Guillaume de Malmesbury

Guillaume de Malmesbury (1090-1095- ca.1143) est un moine historien qui s’intéressa particulièrement à l’histoire ecclésiastique. Parmi une œuvre particulièrement abondante, sont entre autres à retenir le Liber Pontificalis (1119), une histoire des papes, la Gesta regum Anglorum sur les hauts faits des Rois d’Angleterre de 735 à 1125, qui sera suivie d’une Gesta Pontificum Anglorum, l’histoire du clergé anglais et d’une Historia Novella (Histoire contemporaine).

Poète courtois en sa jeunesse, il a laissé deux poèmes lyriques, L’Espinette Amouresue et le Buisson de Jonèces

Geoffroy de Monmouth

Geoffroy de Monmouth (1100-1155) fut évêque et chroniqueur. Dans son œuvre majeure sur l’histoire des rois de Bretagne L’Historia Regum Britanniae écrite entre 1135 et 1139, il est le premier à donner une place centrale au roi Arthur, personnage historique du VIème siècle qui s’est couvert de légendes au fil des siècles et en sera recouvert avec l’engouement qu’il suscitera parmi les auteurs et 'augmenteurs' de gestes. Déjà, tout y est : le roi, sa cour, ses chevaliers en quête d’aventure et la table ronde. Table Ronde dont « à l’origine, il y a plusieurs traditions celtiques. La plus générale est celle de “la Table des“ (et) … ce n’est pas céder à des spéculations extravagantes que de mettre l’invention de la Table Ronde en rapport avec des mythes solaires » (J.P. Foucher Roman de la Table Ronde, Gallimard-Folio, 1970).

Geoffroy est également l’auteur d’une Vie de Merlin (1138).


La Chronique de Croyland

La Chronique de Croyland  provient de l'abbaye bénédictine de Croyland (ou  Crowland), (Lincolnshrie). Elle a été connue sous le nom de Chronique d'Ingulphe, d'après l'abbé Ingulphe, qui aurait  vécu au XIe siècle mais dont on ne sait rien ni même s’il a vraiment existé. Le contenu de cette chronique est pour une grande partie non fiable. Ce n’est d’ailleurs pas la seule chronique rédigée dans cette abbaye,  la plus puissante de l'Est de l'Angleterre,

Pour l'historienne contemporaine Alison Matthews,  les chroniques d’avant  1117 sont fausses,  mais  les trois « continuations » anonymes qui couvrent les périodes de 1144 à 1469, de 1459 à 1468 et de 1485 à 1486 peuvent être considérées comme fiables.

Certains historiens estiment que l’auteur des deux  périodes du XVème siècle ( 1459 > 1486), appelée la Deuxième Continuation, a été écrite  par  John Russell, évêque de Lincoln et chancelier de Richard III. D'autres pensent qu’elle  a été écrite par un moine de Croyland.

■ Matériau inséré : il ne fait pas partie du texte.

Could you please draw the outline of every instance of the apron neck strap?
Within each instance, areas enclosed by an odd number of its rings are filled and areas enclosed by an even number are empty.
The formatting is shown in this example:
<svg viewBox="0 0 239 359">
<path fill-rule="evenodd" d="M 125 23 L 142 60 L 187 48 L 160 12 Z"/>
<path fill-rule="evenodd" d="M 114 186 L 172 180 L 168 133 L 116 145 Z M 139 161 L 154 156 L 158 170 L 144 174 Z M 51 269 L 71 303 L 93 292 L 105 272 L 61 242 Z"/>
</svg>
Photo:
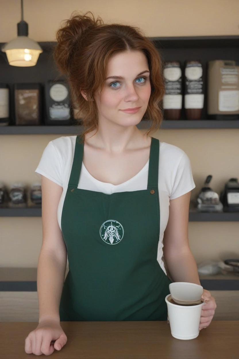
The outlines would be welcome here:
<svg viewBox="0 0 239 359">
<path fill-rule="evenodd" d="M 76 145 L 68 187 L 77 188 L 83 158 L 84 143 L 80 143 L 79 136 L 76 139 Z M 158 162 L 159 154 L 159 141 L 152 137 L 150 146 L 149 172 L 148 177 L 148 189 L 157 188 L 158 177 Z"/>
<path fill-rule="evenodd" d="M 158 162 L 159 157 L 159 141 L 152 137 L 150 146 L 147 189 L 158 187 Z"/>
<path fill-rule="evenodd" d="M 81 173 L 81 165 L 83 158 L 84 143 L 80 143 L 79 141 L 79 136 L 77 136 L 73 163 L 72 163 L 71 176 L 68 184 L 68 187 L 74 187 L 75 188 L 77 188 L 79 183 L 80 175 Z"/>
</svg>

Elle aurait été rédigée  en 1486 après la montée sur le trône en 1485 d’Henri VII qui ouvre la dynastie des Tudor après la mort la même année à de bataille de Bosworth de Richard III, le dernier des rois York et le dernier des Plantagenêt,

Le texte couvre surtout la période qui précède la  Guerre des Deux-Roses qui a duré de 1455 à 1485, opposant  les York (rose blanche)  et les Lancastre (rose rouge) alors que  le duc d’York Richard Plantagenêt commence à diriger  le royaume, le roi Henry VI  étant  en proie à des crises de folie. Les batailles de Richard III sont aussi évoquées, et  le règne d’Henry VII, dont Russell eut les faveurs, est abordée. L a chronique s’achève sur  le mariage d’ Élisabeth d’York, nièce de Richard III, avec Henry VII qui instaure la réconciliation entre les York et les Lancastre, la rose rouge des Lancastre étant créée à cette occasion pour faire pendant la rose blanche des York.


Écosse

Andrew Wyntoun

Andrew Wyntoun ou André de Wyntown, prieur de St Andrews, mort aux environs de 1420, donne une Chronique d’Écosse qui a l’originalité d’être pour la première fois écrite en prose et le mérite d’être la première histoire de l’Écosse.


Italie

Giacomo da Varazze 

Giacomo da Varazze du nom de sa ville natale, en français Jacques de Voragine (1225/30-1298), est l’auteur de La Légende Dorée, chronique célèbre qui retrace la vie de saints et martyrs. Frère dominicain, il vécut à Gênes et fit carrière au sein de l’ordre et de l’Église jusqu’à devenir Vicaire Général de la Province de Lombardie et archevêque de Gênes. Il écrivit aussi une histoire de Gênes.

Martino da Canale

Sans doute d’origine étrangère venu s’installer à Venise où il travaillera comme scribe aux douanes, Martino da Canale laisse Les Estoires de Venise ou Cronaca Veneziana in Lingua Francese dalle Origini el 1275 terrestre. Une histoire de Venise de ses origines au vivant de l’auteur, écrite entre 1267 et 1275 en un français (oïl) fortement teinté de franco-vénitien, qui est une forme d’intégration du français (médiéval) au dialecte local. Le français était avec le latin la langue culturelle de référence, utilisée et comprise du reste de l’Europe. Écrire en français permettait une plus vaste diffusion des œuvres. 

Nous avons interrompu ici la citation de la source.